Umstrittener Limburger Bischof: Verfahren endgültig eingestellt
Das Strafverfahren gegen Tebartz-van Elst wegen falscher eidesstattlicher Versicherung wird eingestellt. Der Bischof muss 20.000 Euro zahlen.
LIMBURG/HAMBURG dpa | Für den umstrittenen Limburger Bischof Franz-Peter Tebartz-van Elst ist das Strafverfahren wegen falscher eidesstattlicher Versicherung komplett vom Tisch.

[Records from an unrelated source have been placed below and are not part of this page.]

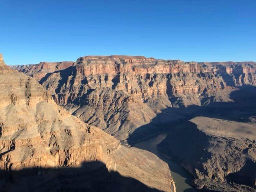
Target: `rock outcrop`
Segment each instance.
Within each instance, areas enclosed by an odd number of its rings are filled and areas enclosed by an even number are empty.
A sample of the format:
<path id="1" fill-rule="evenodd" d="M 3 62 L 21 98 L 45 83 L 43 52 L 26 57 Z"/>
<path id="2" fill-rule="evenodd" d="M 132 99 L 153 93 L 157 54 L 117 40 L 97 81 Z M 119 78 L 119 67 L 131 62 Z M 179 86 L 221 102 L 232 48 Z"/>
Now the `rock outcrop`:
<path id="1" fill-rule="evenodd" d="M 161 152 L 198 188 L 255 191 L 256 63 L 87 56 L 64 68 L 38 80 L 82 121 L 123 143 L 167 131 Z"/>
<path id="2" fill-rule="evenodd" d="M 71 115 L 33 78 L 10 69 L 0 58 L 3 190 L 129 191 L 136 184 L 138 191 L 175 191 L 166 163 L 150 153 L 121 146 Z M 165 168 L 159 170 L 159 166 Z M 67 175 L 62 183 L 63 174 Z"/>
<path id="3" fill-rule="evenodd" d="M 256 140 L 254 124 L 197 117 L 172 129 L 158 148 L 179 161 L 199 188 L 256 191 Z"/>
<path id="4" fill-rule="evenodd" d="M 43 73 L 38 70 L 44 67 Z M 232 86 L 256 85 L 253 62 L 197 63 L 114 55 L 12 68 L 36 77 L 59 105 L 121 140 L 148 124 L 160 110 L 230 101 Z M 148 133 L 154 134 L 155 128 L 149 126 Z"/>

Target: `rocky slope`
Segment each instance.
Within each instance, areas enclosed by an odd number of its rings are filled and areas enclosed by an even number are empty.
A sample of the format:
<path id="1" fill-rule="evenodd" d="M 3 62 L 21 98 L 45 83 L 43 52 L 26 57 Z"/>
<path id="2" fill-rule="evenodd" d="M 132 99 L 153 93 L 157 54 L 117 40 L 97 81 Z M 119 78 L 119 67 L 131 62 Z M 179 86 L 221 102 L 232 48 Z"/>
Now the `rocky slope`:
<path id="1" fill-rule="evenodd" d="M 256 84 L 253 62 L 197 63 L 141 56 L 87 56 L 56 69 L 63 63 L 12 68 L 36 76 L 59 105 L 121 140 L 143 126 L 147 133 L 142 135 L 157 132 L 149 123 L 157 115 L 160 122 L 166 120 L 164 114 L 159 118 L 161 110 L 230 101 L 232 86 Z M 42 73 L 39 69 L 44 68 Z M 174 114 L 168 117 L 173 121 L 184 117 Z"/>
<path id="2" fill-rule="evenodd" d="M 124 143 L 167 131 L 161 152 L 198 188 L 255 191 L 255 62 L 87 56 L 38 80 L 59 105 Z"/>
<path id="3" fill-rule="evenodd" d="M 72 115 L 1 55 L 0 98 L 3 191 L 175 191 L 166 163 Z"/>
<path id="4" fill-rule="evenodd" d="M 199 188 L 256 191 L 256 127 L 197 117 L 173 129 L 159 149 L 180 161 Z"/>

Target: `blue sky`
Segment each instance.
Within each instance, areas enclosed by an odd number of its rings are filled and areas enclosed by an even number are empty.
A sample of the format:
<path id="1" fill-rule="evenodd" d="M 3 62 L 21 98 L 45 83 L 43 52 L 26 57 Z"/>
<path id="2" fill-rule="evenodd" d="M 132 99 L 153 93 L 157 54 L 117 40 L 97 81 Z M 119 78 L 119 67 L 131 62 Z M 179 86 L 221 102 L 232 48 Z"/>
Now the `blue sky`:
<path id="1" fill-rule="evenodd" d="M 87 55 L 256 61 L 255 0 L 1 0 L 9 65 Z"/>

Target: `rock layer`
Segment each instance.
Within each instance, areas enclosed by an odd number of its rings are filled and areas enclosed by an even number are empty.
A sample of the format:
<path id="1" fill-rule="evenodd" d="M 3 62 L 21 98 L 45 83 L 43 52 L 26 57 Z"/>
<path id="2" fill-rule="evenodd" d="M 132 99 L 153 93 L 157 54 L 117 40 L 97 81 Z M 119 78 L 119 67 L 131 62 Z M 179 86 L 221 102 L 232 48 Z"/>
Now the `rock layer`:
<path id="1" fill-rule="evenodd" d="M 147 134 L 155 133 L 154 126 L 147 125 L 160 110 L 232 101 L 229 94 L 234 86 L 256 85 L 253 62 L 197 63 L 113 55 L 80 57 L 59 70 L 56 66 L 62 63 L 56 63 L 12 67 L 36 76 L 59 105 L 121 140 L 142 126 L 147 126 Z M 43 77 L 35 69 L 43 66 L 48 71 Z M 175 114 L 171 121 L 183 118 Z"/>
<path id="2" fill-rule="evenodd" d="M 105 187 L 113 187 L 114 177 L 119 181 L 115 183 L 117 189 L 128 190 L 129 185 L 137 183 L 138 191 L 175 191 L 168 165 L 156 156 L 121 146 L 114 137 L 57 105 L 34 78 L 10 69 L 2 59 L 0 62 L 1 188 L 17 191 L 28 187 L 30 191 L 36 188 L 47 191 L 46 186 L 49 183 L 52 190 L 72 190 L 79 186 L 80 190 L 89 187 L 89 191 L 94 191 L 98 189 L 94 187 L 102 185 L 103 189 L 100 191 L 106 191 Z M 102 163 L 93 168 L 95 162 Z M 86 163 L 93 165 L 81 168 Z M 159 170 L 159 165 L 165 168 Z M 104 166 L 110 173 L 104 171 Z M 64 167 L 83 171 L 72 175 L 62 169 Z M 59 181 L 62 170 L 70 174 L 64 179 L 66 186 Z M 35 171 L 38 176 L 43 176 L 37 177 Z M 11 179 L 5 176 L 9 174 Z M 99 178 L 98 174 L 105 176 Z M 76 184 L 72 178 L 77 177 L 83 182 Z M 124 177 L 132 179 L 129 179 L 130 183 L 125 183 Z M 28 185 L 24 186 L 25 184 Z"/>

Es sei nach Zahlung der Auflage von 20 000 Euro bereits im Dezember endgültig eingestellt worden, berichtete ein Sprecher der Hamburger Justiz am Donnerstag. Bis dahin galt das Verfahren als vorläufig eingestellt.
Die Staatsanwaltschaft hatte beim Amtsgericht Hamburg einen Strafbefehl gegen Tebartz-van Elst beantragt, weil er nach Auffassung der Ermittler im Zusammenhang mit einem Erste-Klasse-Flug nach Indien falsche Angaben gemacht hatte. Im November fiel die Entscheidung, den Fall gegen eine Geldauflage einzustellen.
Tebartz-van Elst ist nach heftiger Kritik an seiner Amtsführung sowie explodierten Kosten für den neuen Bischofssitz in Limburg beurlaubt. Er hält sich derzeit in einer Benediktinerabtei in Niederbayern auf.